We next address the appellant’s contention that he was denied due process because his administrative hearing was conducted before a biased tribunal.

*28This Court has established the rule that a decision made by a tribunal after a formal adversarial hearing, where that tribunal has previously generally supervised an investigation into the same matter or made a prehearing determination of probable cause, is not per se an adjudication rendered by a biased tribunal, as long as the prosecutorial and investigatory aspects of the matter are adequately separated from the adjudicatory function. Redo v. West Goshen Township, 42 Pa. Commonwealth Ct. 468, 401 A.2d 394 (1979); Bruteyn Appeal, 32 Pa. Commonwealth Ct. 541, 380 A.2d 497 (1977). Since we have concluded that the adjudicatory function was adequately separated from the investigation and prosecution below, appellant must establish bias on other grounds. He attempts to do so by alleging a malicious predisposition against him on behalf of the mayor, who presided over the administrative hearing. To support this allegation, appellant presents statements attributed to the mayor by the local press; allegations of an alleged clandestine conspiracy against Schultz by the mayor and the superintendent of police; and allegations of improper delay and improper subpoenas in the administrative hearing process.

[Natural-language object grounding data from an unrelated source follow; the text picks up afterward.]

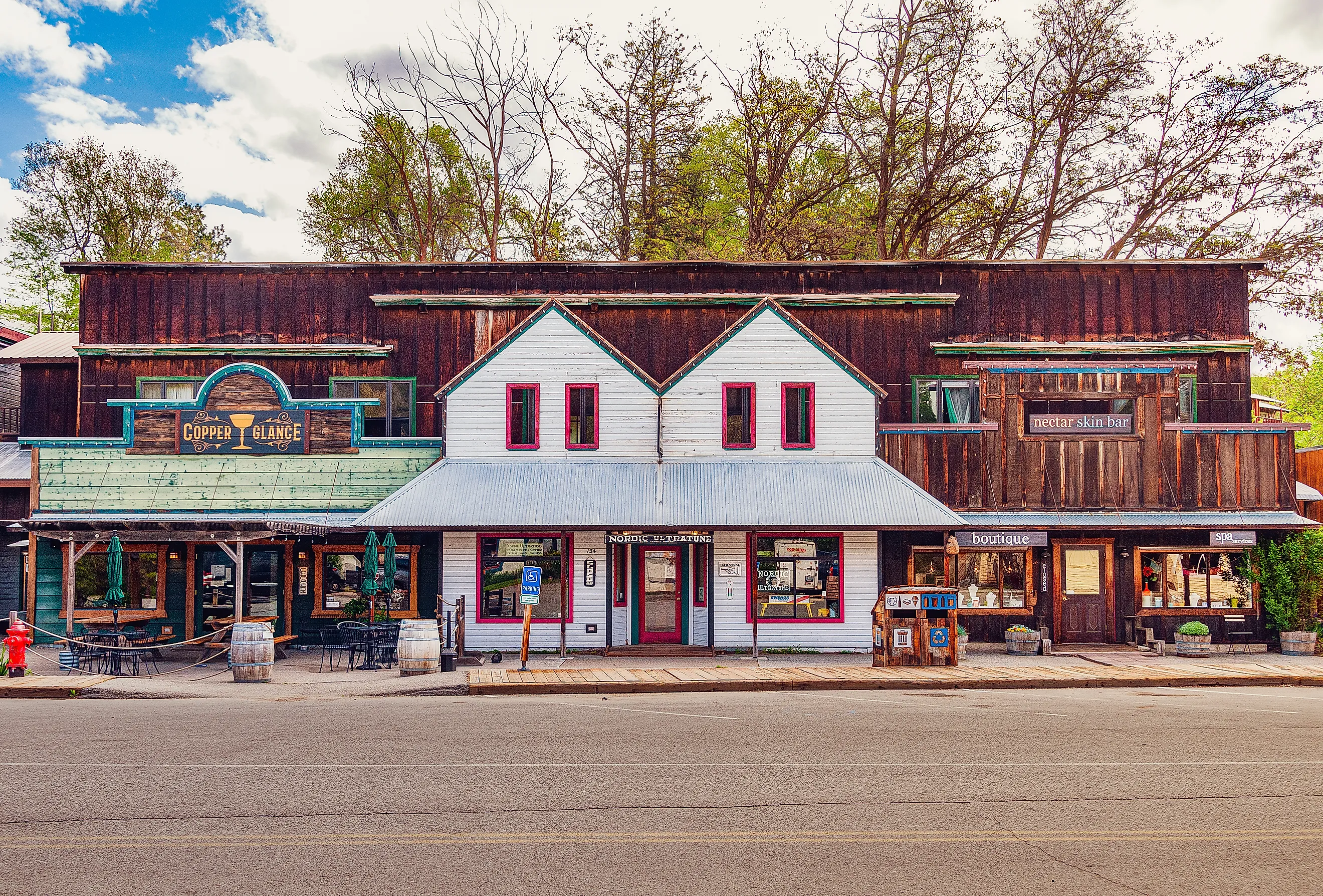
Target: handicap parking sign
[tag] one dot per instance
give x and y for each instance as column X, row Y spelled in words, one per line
column 531, row 585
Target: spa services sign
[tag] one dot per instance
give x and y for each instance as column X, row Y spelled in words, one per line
column 243, row 432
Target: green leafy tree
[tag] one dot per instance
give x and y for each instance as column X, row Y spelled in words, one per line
column 83, row 203
column 400, row 193
column 1299, row 387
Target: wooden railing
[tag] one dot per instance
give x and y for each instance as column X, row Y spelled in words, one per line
column 1212, row 466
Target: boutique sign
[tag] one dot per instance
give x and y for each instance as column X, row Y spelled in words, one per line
column 243, row 432
column 1084, row 424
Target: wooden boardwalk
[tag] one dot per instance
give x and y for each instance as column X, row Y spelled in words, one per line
column 50, row 686
column 865, row 678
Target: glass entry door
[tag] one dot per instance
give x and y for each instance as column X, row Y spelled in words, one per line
column 659, row 596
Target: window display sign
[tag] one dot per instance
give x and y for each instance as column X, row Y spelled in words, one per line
column 1002, row 539
column 1228, row 539
column 241, row 432
column 1084, row 424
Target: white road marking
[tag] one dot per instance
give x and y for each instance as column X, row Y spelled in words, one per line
column 671, row 765
column 655, row 713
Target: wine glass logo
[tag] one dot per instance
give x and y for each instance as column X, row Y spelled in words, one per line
column 243, row 421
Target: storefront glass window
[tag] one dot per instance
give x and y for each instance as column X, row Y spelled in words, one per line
column 1196, row 579
column 991, row 580
column 141, row 580
column 929, row 567
column 503, row 560
column 342, row 580
column 798, row 577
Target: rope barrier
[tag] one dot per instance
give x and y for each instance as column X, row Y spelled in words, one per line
column 100, row 646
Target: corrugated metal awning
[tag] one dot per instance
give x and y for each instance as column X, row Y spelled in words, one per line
column 851, row 493
column 277, row 522
column 1307, row 493
column 1137, row 519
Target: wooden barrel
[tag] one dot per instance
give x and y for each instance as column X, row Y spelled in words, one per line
column 1298, row 643
column 418, row 647
column 1022, row 643
column 252, row 651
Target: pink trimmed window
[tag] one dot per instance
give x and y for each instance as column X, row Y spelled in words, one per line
column 522, row 416
column 581, row 416
column 797, row 416
column 737, row 405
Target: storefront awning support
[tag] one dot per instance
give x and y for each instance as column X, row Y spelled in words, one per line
column 75, row 556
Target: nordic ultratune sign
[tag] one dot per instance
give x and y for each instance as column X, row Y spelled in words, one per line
column 1002, row 539
column 662, row 538
column 1084, row 424
column 241, row 432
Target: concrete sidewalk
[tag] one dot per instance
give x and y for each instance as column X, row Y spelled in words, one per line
column 298, row 677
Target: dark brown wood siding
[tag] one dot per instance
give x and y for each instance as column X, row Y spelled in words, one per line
column 50, row 400
column 326, row 304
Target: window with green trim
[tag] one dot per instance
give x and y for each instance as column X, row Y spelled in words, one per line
column 946, row 400
column 1187, row 393
column 395, row 411
column 168, row 388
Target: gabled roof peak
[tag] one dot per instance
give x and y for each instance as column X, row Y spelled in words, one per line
column 777, row 309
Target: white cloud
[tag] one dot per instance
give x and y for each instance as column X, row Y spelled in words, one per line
column 34, row 47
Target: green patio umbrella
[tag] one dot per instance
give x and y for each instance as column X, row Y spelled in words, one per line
column 389, row 572
column 116, row 579
column 369, row 573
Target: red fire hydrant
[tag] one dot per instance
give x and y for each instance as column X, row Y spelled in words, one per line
column 18, row 642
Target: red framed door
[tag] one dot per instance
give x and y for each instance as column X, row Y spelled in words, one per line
column 659, row 596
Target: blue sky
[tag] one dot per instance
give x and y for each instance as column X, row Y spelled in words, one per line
column 243, row 108
column 147, row 47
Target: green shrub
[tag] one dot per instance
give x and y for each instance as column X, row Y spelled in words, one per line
column 1289, row 575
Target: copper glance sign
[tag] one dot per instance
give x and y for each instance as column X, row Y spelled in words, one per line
column 241, row 432
column 1088, row 424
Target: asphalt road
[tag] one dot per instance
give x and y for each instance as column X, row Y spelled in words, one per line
column 977, row 792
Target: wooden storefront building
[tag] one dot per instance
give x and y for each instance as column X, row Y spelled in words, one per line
column 728, row 441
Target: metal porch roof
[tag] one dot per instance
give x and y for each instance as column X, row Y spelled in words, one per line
column 1137, row 519
column 852, row 493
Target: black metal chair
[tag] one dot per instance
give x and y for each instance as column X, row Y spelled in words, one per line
column 334, row 642
column 1235, row 628
column 139, row 653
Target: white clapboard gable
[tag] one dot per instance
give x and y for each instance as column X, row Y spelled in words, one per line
column 552, row 350
column 768, row 350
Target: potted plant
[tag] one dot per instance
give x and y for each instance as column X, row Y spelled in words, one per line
column 1289, row 575
column 1022, row 641
column 1194, row 639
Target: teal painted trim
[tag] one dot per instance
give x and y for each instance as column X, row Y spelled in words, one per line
column 916, row 378
column 526, row 325
column 138, row 391
column 232, row 350
column 413, row 393
column 691, row 300
column 768, row 305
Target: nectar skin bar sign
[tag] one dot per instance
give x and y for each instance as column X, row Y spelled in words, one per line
column 243, row 432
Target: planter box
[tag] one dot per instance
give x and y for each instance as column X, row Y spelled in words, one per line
column 1298, row 643
column 1194, row 645
column 1023, row 643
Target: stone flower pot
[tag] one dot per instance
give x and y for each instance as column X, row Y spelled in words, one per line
column 1194, row 645
column 1023, row 643
column 1298, row 643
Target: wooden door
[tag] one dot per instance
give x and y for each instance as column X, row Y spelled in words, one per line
column 659, row 596
column 1084, row 595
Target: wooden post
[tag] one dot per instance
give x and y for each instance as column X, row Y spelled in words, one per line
column 528, row 625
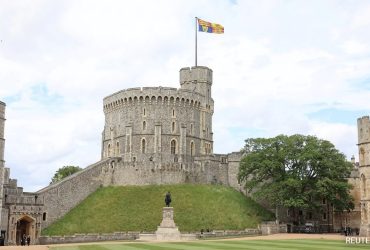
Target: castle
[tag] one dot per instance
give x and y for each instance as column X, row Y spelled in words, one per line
column 152, row 135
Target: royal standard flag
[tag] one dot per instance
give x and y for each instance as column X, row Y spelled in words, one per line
column 208, row 27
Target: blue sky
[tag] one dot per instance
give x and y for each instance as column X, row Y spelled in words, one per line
column 282, row 67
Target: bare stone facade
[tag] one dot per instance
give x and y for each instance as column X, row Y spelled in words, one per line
column 363, row 125
column 152, row 135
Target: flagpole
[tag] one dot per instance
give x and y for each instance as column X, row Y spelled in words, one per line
column 196, row 42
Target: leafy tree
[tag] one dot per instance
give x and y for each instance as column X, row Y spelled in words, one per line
column 64, row 172
column 296, row 172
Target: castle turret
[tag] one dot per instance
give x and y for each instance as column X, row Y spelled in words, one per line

This Court is convinced that these allegations, which were considered by the court below, were properly-rejected after that court’s review. We likewise reject them, and affirm the Order of the Court below.

Order

And Now, the 19th day of March, 1981, the Order of the Court of Common Pleas of Allegheny County, at No. SA 856 of 1979, is affirmed.

Judge MacPhail dissents.

Act of June 15, 1951, P.L. 586, §§1 et seq., as amended, 53 P.S. §§811 et seq.

53 P.S. §814.

See also, Kelly v. Warminster Township Board of Supervisors, 44 Pa. Commonwealth Ct. 457, 404 A.2d 731 (1979); Rayne v. Edgewood School District, 19 Pa. Commonwealth Ct. 353, 339 A.2d 151 (1975).

The appellant urges that the mayor in the instant case played a substantive rule in the investigation of officer Shultz prior to the administrative hearing. To support this allegation, appellant offers evidence that the mayor signed the Township’s Notice of Termination sent to the appellant on September 15, 1978, which stated the charges against Shultz. By signing this document the mayor was merely executing the duties of his office as required by the Administrative Code of Hampton Township, Ordinance 191 of which requires the mayor to approve charges filed against a township police officer. Such an act by the Township’s executive officer does not constitute prosecution. See Northeast Dodge Co. v. State Board of Motor Vehicle Manufactures, Dealers, and Salesmen, 54 Pa. Commonwealth Ct. 82, 420 A.2d 771 (1980).